Sneaking in on Day 3 of the sale for Anvil And Lace is a colt by Captain Crunch named Dancin Commander, Hip #602. To say the dam’s been productive may be an understatement; this yearling is the 10th foal from Dancewiththebest, a Cambest mare who has output champions like double millionaire Dancin Yankee (bred by Yontz) and Breeders Crown winner Dancin Lou. Then on Day 5, Anvil And Lace has another interesting offering from that family in a filly named Lavender Haze, Hip #871. Lavender Haze is out of Dancin In Lace, an Always B Miki mare who is a half-sister to Dancin Yankee and Dancin Lou. The yearling filly is by Yankee Cruiser, the sire of champions Dancin Yankee and Dancin Lou.

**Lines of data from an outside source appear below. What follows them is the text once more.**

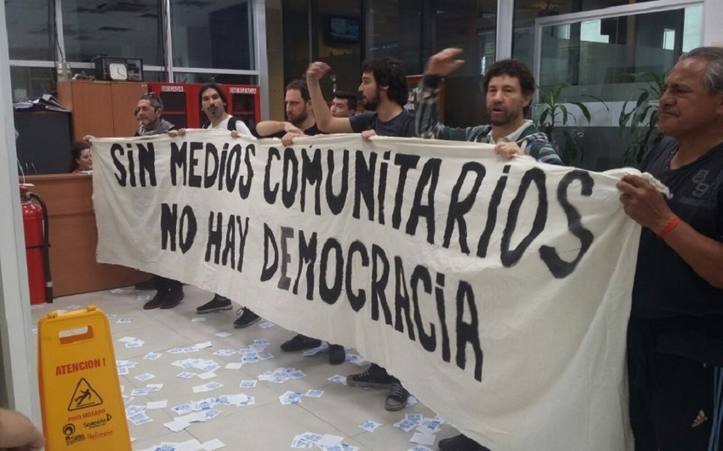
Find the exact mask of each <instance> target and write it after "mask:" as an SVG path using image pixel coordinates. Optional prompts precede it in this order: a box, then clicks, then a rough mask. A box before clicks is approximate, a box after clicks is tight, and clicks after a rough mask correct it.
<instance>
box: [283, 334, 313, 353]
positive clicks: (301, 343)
mask: <svg viewBox="0 0 723 451" xmlns="http://www.w3.org/2000/svg"><path fill="white" fill-rule="evenodd" d="M319 346H321V340H317V339H316V338H311V337H307V336H306V335H301V334H297V335H294V337H293V338H291V339H290V340H287V341H285V342H283V343H282V344H281V350H282V351H284V352H294V351H301V350H302V349H313V348H318V347H319Z"/></svg>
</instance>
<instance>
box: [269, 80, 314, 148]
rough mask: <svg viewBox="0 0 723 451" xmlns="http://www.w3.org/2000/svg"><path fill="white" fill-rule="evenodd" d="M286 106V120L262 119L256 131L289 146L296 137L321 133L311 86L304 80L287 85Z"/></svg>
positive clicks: (286, 92)
mask: <svg viewBox="0 0 723 451" xmlns="http://www.w3.org/2000/svg"><path fill="white" fill-rule="evenodd" d="M284 107H285V111H286V121H261V122H259V123H258V124H257V125H256V133H258V135H259V136H260V137H274V138H280V139H281V142H282V143H284V145H285V146H288V145H291V143H292V140H293V138H295V137H298V136H314V135H316V134H319V133H320V132H319V129H318V128H317V127H316V119H315V118H314V110H313V109H312V108H311V98H310V97H309V88H308V87H307V86H306V82H305V81H304V80H301V79H299V80H293V81H291V82H290V83H289V84H288V85H286V91H285V93H284Z"/></svg>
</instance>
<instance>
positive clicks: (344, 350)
mask: <svg viewBox="0 0 723 451" xmlns="http://www.w3.org/2000/svg"><path fill="white" fill-rule="evenodd" d="M345 359H346V351H345V350H344V346H342V345H332V344H330V345H329V363H331V364H332V365H338V364H340V363H344V360H345Z"/></svg>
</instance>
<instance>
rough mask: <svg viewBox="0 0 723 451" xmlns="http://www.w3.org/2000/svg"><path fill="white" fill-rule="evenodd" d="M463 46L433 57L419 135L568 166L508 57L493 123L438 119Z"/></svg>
mask: <svg viewBox="0 0 723 451" xmlns="http://www.w3.org/2000/svg"><path fill="white" fill-rule="evenodd" d="M460 52H461V50H460V49H454V48H449V49H445V50H442V51H441V52H439V53H437V54H435V55H433V56H432V57H430V58H429V61H428V63H427V69H426V71H425V73H424V78H422V81H421V92H420V95H419V96H417V103H416V105H415V111H417V116H416V127H417V133H418V134H419V135H420V136H424V137H426V138H438V139H451V140H456V141H477V142H485V143H490V144H495V152H497V154H498V155H501V156H502V157H503V158H512V157H514V156H515V155H517V154H522V153H527V154H529V155H532V156H533V157H535V158H536V159H537V160H540V161H543V162H545V163H551V164H562V161H561V160H560V157H559V156H558V154H557V152H556V151H555V149H554V147H552V145H551V144H550V142H549V140H548V139H547V136H546V135H545V134H544V133H542V132H539V131H537V129H536V128H535V126H534V125H533V124H532V121H530V120H525V113H526V112H527V110H528V109H529V108H530V104H531V103H532V95H533V94H534V92H535V79H534V77H533V76H532V73H530V71H529V70H528V69H527V67H525V65H524V64H522V63H520V62H517V61H514V60H502V61H498V62H496V63H495V64H493V65H492V66H491V67H490V69H489V70H488V71H487V74H485V81H484V89H485V99H486V106H487V112H488V113H489V115H490V122H491V124H490V125H479V126H476V127H468V128H452V127H448V126H446V125H443V124H440V123H438V122H437V109H436V106H437V85H438V84H439V81H440V79H441V78H442V77H445V76H447V75H449V74H450V73H452V72H453V71H454V70H455V69H457V68H458V67H459V66H460V65H462V64H463V61H462V60H459V59H455V57H456V56H457V55H459V53H460ZM439 449H440V450H442V451H457V450H461V451H476V450H486V449H487V448H485V447H483V446H481V445H479V444H478V443H477V442H475V441H474V440H472V439H470V438H468V437H466V436H464V435H458V436H455V437H451V438H448V439H444V440H440V441H439Z"/></svg>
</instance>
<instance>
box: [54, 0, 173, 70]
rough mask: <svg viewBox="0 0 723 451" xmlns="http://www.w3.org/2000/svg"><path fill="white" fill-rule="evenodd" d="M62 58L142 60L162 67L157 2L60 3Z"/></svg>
mask: <svg viewBox="0 0 723 451" xmlns="http://www.w3.org/2000/svg"><path fill="white" fill-rule="evenodd" d="M62 4H63V39H64V40H65V59H66V60H68V61H90V60H92V59H93V58H94V57H96V56H99V55H105V56H120V57H127V58H142V59H143V64H144V65H154V66H159V65H162V64H163V50H162V49H163V46H162V37H161V36H162V33H161V30H162V26H161V9H160V2H159V1H158V0H134V1H133V2H108V1H105V0H91V1H88V0H63V1H62Z"/></svg>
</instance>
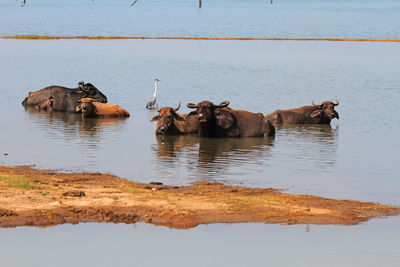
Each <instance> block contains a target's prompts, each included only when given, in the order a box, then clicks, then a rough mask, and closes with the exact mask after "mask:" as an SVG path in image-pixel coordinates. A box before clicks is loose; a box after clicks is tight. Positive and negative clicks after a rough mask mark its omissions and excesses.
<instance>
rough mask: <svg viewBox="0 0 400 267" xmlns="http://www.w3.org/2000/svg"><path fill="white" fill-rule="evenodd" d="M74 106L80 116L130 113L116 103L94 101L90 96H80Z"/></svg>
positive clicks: (84, 116)
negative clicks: (81, 98)
mask: <svg viewBox="0 0 400 267" xmlns="http://www.w3.org/2000/svg"><path fill="white" fill-rule="evenodd" d="M79 102H80V104H79V105H78V106H77V107H76V112H82V117H129V116H130V114H129V112H128V111H126V110H125V109H123V108H121V107H120V106H118V105H113V104H104V103H100V102H95V101H94V100H93V99H92V98H89V97H87V98H82V99H81V100H79Z"/></svg>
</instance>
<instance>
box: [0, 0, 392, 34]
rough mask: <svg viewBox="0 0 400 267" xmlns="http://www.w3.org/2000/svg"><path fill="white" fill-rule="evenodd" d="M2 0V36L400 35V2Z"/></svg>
mask: <svg viewBox="0 0 400 267" xmlns="http://www.w3.org/2000/svg"><path fill="white" fill-rule="evenodd" d="M131 2H133V1H130V0H112V1H111V0H92V1H90V0H27V4H26V5H25V6H24V7H21V1H14V0H2V1H0V25H1V27H0V35H16V34H40V35H123V36H190V37H194V36H197V37H281V38H284V37H286V38H378V39H380V38H384V39H386V38H389V39H394V38H400V32H399V29H400V20H399V16H398V15H399V13H400V2H399V1H397V0H383V1H375V0H306V1H299V0H275V1H274V3H273V4H272V5H271V4H270V3H269V2H270V1H269V0H267V1H266V0H246V1H240V0H230V1H226V0H210V1H208V0H205V1H203V8H201V9H199V8H198V1H197V0H195V1H186V0H173V1H162V0H138V1H137V3H136V4H135V5H134V6H133V7H131V6H130V3H131Z"/></svg>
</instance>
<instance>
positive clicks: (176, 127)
mask: <svg viewBox="0 0 400 267" xmlns="http://www.w3.org/2000/svg"><path fill="white" fill-rule="evenodd" d="M180 106H181V104H180V103H179V105H178V107H176V108H171V107H164V108H160V109H159V108H158V107H156V109H157V111H158V113H159V114H158V115H156V116H154V117H153V118H152V119H151V120H152V121H157V125H156V134H157V135H160V134H165V135H178V134H191V133H197V132H198V130H199V121H198V120H197V118H195V117H191V118H186V117H187V114H183V113H176V111H178V110H179V108H180Z"/></svg>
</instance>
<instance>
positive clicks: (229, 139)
mask: <svg viewBox="0 0 400 267" xmlns="http://www.w3.org/2000/svg"><path fill="white" fill-rule="evenodd" d="M156 141H157V145H158V146H157V147H155V148H154V149H153V150H154V151H155V152H156V155H157V159H158V162H157V163H159V164H160V165H161V167H162V169H163V172H165V174H172V173H175V172H176V168H177V167H184V168H185V171H186V172H188V173H189V175H190V176H192V177H196V178H197V179H198V178H203V179H204V178H205V177H207V178H210V177H211V176H214V175H216V174H218V175H219V176H222V174H223V172H225V173H224V174H225V175H226V174H228V173H226V172H228V171H229V172H232V171H233V172H235V171H234V170H232V169H230V167H240V166H243V165H244V166H245V168H247V167H249V166H253V165H257V166H261V165H263V164H265V161H266V160H267V159H268V157H269V156H268V152H269V150H270V148H271V147H272V146H273V144H274V139H273V138H254V137H253V138H204V137H198V136H196V135H181V136H156ZM250 168H251V167H250Z"/></svg>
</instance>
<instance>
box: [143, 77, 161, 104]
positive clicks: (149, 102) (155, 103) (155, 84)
mask: <svg viewBox="0 0 400 267" xmlns="http://www.w3.org/2000/svg"><path fill="white" fill-rule="evenodd" d="M159 81H161V79H155V80H154V95H153V96H152V97H150V99H149V101H147V104H146V108H149V109H153V108H154V106H155V104H156V101H157V99H156V97H157V82H159Z"/></svg>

And that hopefully captures the point. Anvil And Lace Farm’s offerings are diverse and attention grabbing. They have yearlings from powerpack mares, yearlings from interesting crosses and, perhaps most apparent, yearlings from varying stallions. Indiana, Ontario, Ohio, Pennsylvania, New York, New Jersey… nearly every state is represented by the Kentucky-based farm.

“That’s what I like about the diversity – I have everything, from every state, some are dual eligible, some aren’t,” Beth said. “[And we have some] in just about every price range, too. We all know that it takes all tiers and, as it’s been shown in the past couple of weeks, it’s not the most expensive that’s always winning the races and it’s not always the best bred. Sometimes you get the diamond in the rough and you’ve got to be openminded about it.

“At the end of the day, I want to make good, honest racehorses. I love watching the horses I’ve bred race. That was what was so fun about Dancin Yankee. I bred Dancin Yankee and he raced year in and year out for years. He set a world record and he was Ohio Horse of the Year – just to watch him race and be good, it’s just one of those fun things.”

With building solid racehorses being Anvil and Lace’s game and purse monies in Kentucky’s program swelling, Beth is optimistic about this year’s sale.

“The Kentucky program is a little later than some, so if the horse needs more time… it helps in those aspects,” she said. “Obviously, the Kentucky program having three tiers, along with a very nice fair program that we don’t need to discount at all because some of those race for $12,000 and then a $50,000 leg. It’s a good program overall and it gets everyone somewhere to race.

“There’s a lot of hype and everyone is happy in the business. The jurisdictions are racing for a lot of money, so that gets you excited. Kentucky’s program is flourishing here and, therefore, people want the dual eligibles and I think they’ll pay a little more.”